Personal information may be transferred to organizations outside the EU for the purposes of student application for college or university. Various teaching and learning applications are also used that are based outside the EEA / EU. Information on these and the protections afforded by these data processors can be requested from the Data Protection Officer (contact details below).

Automated Profiling

The school’s does not use any tools that provide automated profiling of students and/or parents.

IT Systems

For the purposes of IT hosting and maintenance all school information including personal data is located on servers within the school, or within hosted servers provided by our service providers. No third parties have access to your personal data unless the law allows them to do so. Where the law allows and information is shared with third parties, we ensure they have the same protections in place as we do. We cannot deliver our education services without processing the data we collect and share.

In following the principles of Article 32 – Security of Processing of the GDPR, we have in place proportionate organizational and technical measures to protect your personal information. More information on these can be requested via the Data Protection Officer (contact details below).

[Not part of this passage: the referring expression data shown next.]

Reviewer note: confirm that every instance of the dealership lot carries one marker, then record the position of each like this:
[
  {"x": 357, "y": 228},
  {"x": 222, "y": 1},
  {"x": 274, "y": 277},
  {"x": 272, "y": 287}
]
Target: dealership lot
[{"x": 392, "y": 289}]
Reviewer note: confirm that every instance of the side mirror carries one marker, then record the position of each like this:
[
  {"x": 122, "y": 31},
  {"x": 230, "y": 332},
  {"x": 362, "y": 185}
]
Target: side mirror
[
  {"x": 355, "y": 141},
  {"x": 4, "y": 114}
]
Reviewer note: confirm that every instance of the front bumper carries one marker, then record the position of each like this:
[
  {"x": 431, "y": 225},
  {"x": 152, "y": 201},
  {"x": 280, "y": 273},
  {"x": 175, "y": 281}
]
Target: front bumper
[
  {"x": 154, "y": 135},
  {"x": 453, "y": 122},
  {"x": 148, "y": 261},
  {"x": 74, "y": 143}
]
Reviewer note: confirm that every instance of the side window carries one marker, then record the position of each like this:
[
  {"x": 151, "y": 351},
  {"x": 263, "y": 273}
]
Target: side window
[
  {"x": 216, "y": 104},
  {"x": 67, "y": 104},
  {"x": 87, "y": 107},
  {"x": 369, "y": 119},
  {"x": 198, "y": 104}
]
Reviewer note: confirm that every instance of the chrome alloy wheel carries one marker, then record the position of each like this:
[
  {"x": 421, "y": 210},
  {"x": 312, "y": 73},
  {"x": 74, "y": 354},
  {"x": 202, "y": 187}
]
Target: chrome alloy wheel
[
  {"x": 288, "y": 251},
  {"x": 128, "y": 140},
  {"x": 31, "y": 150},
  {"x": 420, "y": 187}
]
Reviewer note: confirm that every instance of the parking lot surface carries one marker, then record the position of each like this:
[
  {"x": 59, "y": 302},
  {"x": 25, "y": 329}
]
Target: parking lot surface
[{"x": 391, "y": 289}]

Requesting access to your personal data

Under data protection legislation, anyone has the right to request access to information about them that we hold. To make a request for your personal information, contact the Data Protection Officer and or see our Information Rights Policy.

 You also have certain additional rights to:

  • be informed of how we are processing your personal information – this Privacy Notice serves to explain this you but do get in touch if you have any questions;
  • have your data corrected if it is inaccurate or incomplete;
  • have your information erased (the right to be forgotten) in certain circumstances – e.g. where it is no longer needed by us the purpose for which it was collected, or you have withdrawn your consent;
  • restrict the use of your data in certain circumstances e.g. where you have told us the data is inaccurate and we are in the process of checking this. In such circumstances we will continue to store your data but will not process it further until we have checked and confirmed whether the data is inaccurate;
  • to object to the processing of your data in certain circumstances – e.g. you may object to processing of your data for direct marketing purposes.
  • to object to decisions being taken by automated means or for it to be reviewed by manual intervention.
  • object to processing of personal data that is likely to cause, or is causing, damage or distress
  • prevent processing for the purpose of direct marketing
  • in certain circumstances, have inaccurate personal data rectified, blocked, erased or destroyed; and
  • claim compensation for damages caused by a breach of the Data Protection regulations

If you have any concerns about the way we are collecting or using your personal data, you should raise your concern with us in the first instance.

You can also directly contact the Supervisory Authority in Stuttgart, BW, Germany and which is:

Der Landesbeauftragte für den Datenschutz und die Informationsfreiheit Baden-Württemberg

Contact​
Postanschrift: Postfach 10 29 32, 70025, Stuttgart
Telefon 0711 / 61 55 41 – 0
Montags bis freitags in der Zeit von 9 bis 12 Uhr und montags bis donnerstags zusätzlich in der Zeit von 14 bis 15:30 Uhr.
E-Mail: poststelle@lfdi.bwl.de
Website: https://www.baden-wuerttemberg.datenschutz.de

If you would like to discuss anything in this privacy notice, please contact:Data Protection OfficerDPO@issev.de

Website

Cookies

We may use cookies on our website. For more information on how we may use cookies on our website, please see our cookie policy. Other web platforms utilized within the ISS community will have their own publicized policies concerning cookie usage.

Server Log Data
Our website provider and other portal services may collect and save server log data, which your browser automatically provides to us.

CCTV

We utilize information from the CCTV to ensure the safety and security of students and staff. We do not retain CCTV images.